I picked the bowl of ice cubes and the rubber ball. I wasn't sure how those could help me with depression but I was willing to be open-minded. Dr. Torres asked me to imagine the meanest things I could say about myself and then follow it up with the best apology for saying mean things—the catch was that I had to try to do all that before the ice cubes completely melt. As for the rubber ball, she said if I wanted to I could squeeze it while I did this apologizing exercise.
"I am so hard to want and will utterly be forgotten because in the end people just tolerate me." I said as I stared into the bowl, thinking how nice it would be to have a heart made of ice—if all you've ever known is how to be cold and unfeeling, that means being sad isn't possible for you.
"Not true. There are people who want you in their lives. So, let's hear you apologize to yourself." Dr. Torres' gentle voice brought me back to reality—my heart unfortunately isn't made of ice but maybe it's okay because a heart that can't feel sadness also can't feel much else. I tried to imagine the kindest and most uplifting thing I could say to myself in my darkest hours.
"I want you here and I want you to stay. You are not despicable. You belong here."
Dr. Torres smiled and repeated what I said, telling me that even if right now I don't necessarily mean those words, chanting those words repetitiously could quieten my mind whenever it started to go to a dark place. In fact, any chant could work to make my loud mind a bit quieter.

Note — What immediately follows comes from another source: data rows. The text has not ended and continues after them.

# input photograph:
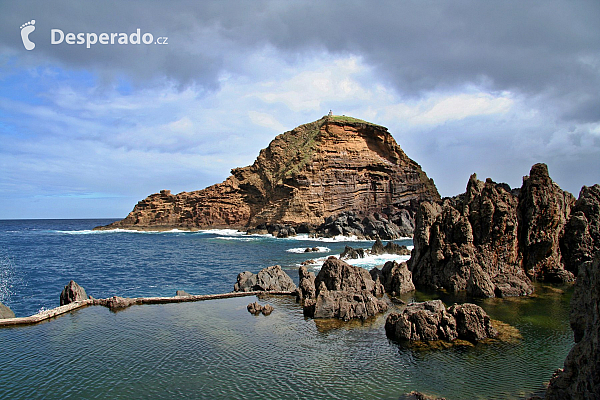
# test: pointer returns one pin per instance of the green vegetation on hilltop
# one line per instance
(344, 118)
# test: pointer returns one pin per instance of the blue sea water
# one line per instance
(216, 349)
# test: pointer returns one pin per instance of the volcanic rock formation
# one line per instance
(268, 279)
(315, 171)
(491, 240)
(580, 378)
(342, 291)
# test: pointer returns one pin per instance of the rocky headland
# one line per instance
(493, 240)
(334, 176)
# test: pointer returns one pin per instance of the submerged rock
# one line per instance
(268, 279)
(72, 292)
(6, 312)
(431, 320)
(255, 308)
(419, 396)
(580, 377)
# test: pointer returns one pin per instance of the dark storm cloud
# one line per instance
(548, 50)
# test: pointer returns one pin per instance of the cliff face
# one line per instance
(317, 170)
(491, 240)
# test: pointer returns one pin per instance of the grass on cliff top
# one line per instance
(344, 118)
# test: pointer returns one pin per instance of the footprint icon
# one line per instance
(26, 29)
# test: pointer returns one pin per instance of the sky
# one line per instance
(487, 87)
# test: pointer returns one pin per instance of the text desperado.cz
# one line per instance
(57, 36)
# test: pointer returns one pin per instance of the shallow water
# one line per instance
(216, 349)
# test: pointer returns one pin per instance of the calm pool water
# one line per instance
(216, 349)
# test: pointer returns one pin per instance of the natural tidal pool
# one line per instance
(216, 349)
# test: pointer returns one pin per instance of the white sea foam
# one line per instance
(239, 238)
(118, 230)
(335, 239)
(303, 250)
(367, 262)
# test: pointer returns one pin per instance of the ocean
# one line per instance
(216, 349)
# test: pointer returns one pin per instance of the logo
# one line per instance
(26, 29)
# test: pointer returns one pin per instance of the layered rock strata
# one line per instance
(345, 292)
(491, 240)
(268, 279)
(305, 176)
(431, 320)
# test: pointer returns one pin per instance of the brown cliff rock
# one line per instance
(491, 240)
(315, 171)
(580, 378)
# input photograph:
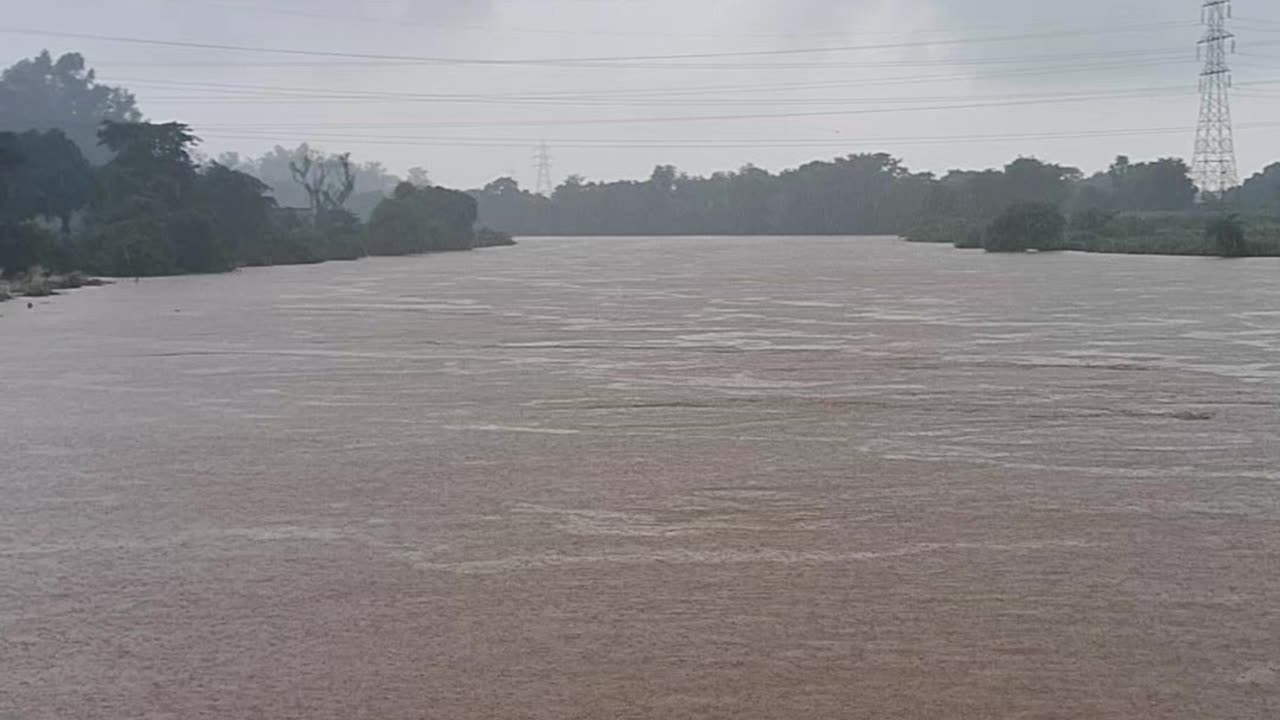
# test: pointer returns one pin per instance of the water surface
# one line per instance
(735, 478)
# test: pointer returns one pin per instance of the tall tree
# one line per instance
(45, 94)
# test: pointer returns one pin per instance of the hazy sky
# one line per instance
(469, 87)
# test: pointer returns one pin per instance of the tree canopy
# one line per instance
(62, 94)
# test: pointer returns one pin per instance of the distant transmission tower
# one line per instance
(543, 163)
(1214, 165)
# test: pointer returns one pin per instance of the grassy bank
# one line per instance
(39, 283)
(1146, 233)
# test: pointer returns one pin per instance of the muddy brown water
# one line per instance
(648, 478)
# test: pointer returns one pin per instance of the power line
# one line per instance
(730, 144)
(594, 31)
(568, 62)
(543, 165)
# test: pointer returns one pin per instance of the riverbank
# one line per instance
(39, 283)
(1130, 233)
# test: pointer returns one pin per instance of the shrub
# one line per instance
(1226, 233)
(24, 245)
(1032, 226)
(489, 237)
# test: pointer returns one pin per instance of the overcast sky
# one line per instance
(618, 86)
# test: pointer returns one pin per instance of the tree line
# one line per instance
(853, 195)
(132, 197)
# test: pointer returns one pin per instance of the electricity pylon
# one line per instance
(1214, 165)
(543, 163)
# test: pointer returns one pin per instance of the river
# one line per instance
(731, 478)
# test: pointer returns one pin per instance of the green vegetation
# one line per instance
(1226, 233)
(1139, 208)
(129, 197)
(423, 219)
(1028, 226)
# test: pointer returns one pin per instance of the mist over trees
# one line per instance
(872, 194)
(374, 182)
(45, 94)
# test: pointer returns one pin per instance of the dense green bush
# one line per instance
(24, 245)
(489, 237)
(1028, 226)
(423, 219)
(1226, 233)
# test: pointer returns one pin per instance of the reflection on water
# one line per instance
(653, 478)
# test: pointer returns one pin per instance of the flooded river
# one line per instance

"You did well in today's session, Mr. Sitohang, and I want you to remember that it's imperative not to ruminate too much on what you hate about yourself and forget what you do like about yourself. You can take the hourglass timer and the crossword puzzle home."
"Thanks, but what do I do with the hourglass? I suppose it would make a nice decoration."
"It would, but I'm giving it to you as a reminder that whenever you start to think negatively about yourself, you need to set a time for yourself to also counter it with positive thoughts. Keep repeating the positive thoughts until all the sand collects at the bottom of the hourglass. By the time the last drop of sand falls, you would probably feel a little better."
"What about the crossword puzzle?"
"It is something fun you can do whenever you start to feel a negative thought forming. Instead of letting that thought linger, try to solve the puzzle. By the time you are done, you wouldn't even remember any negative thought you were having because you'd be so focused on solving the puzzle. That's the trick—a thought is fleeting, you could either hold on to it or let it go."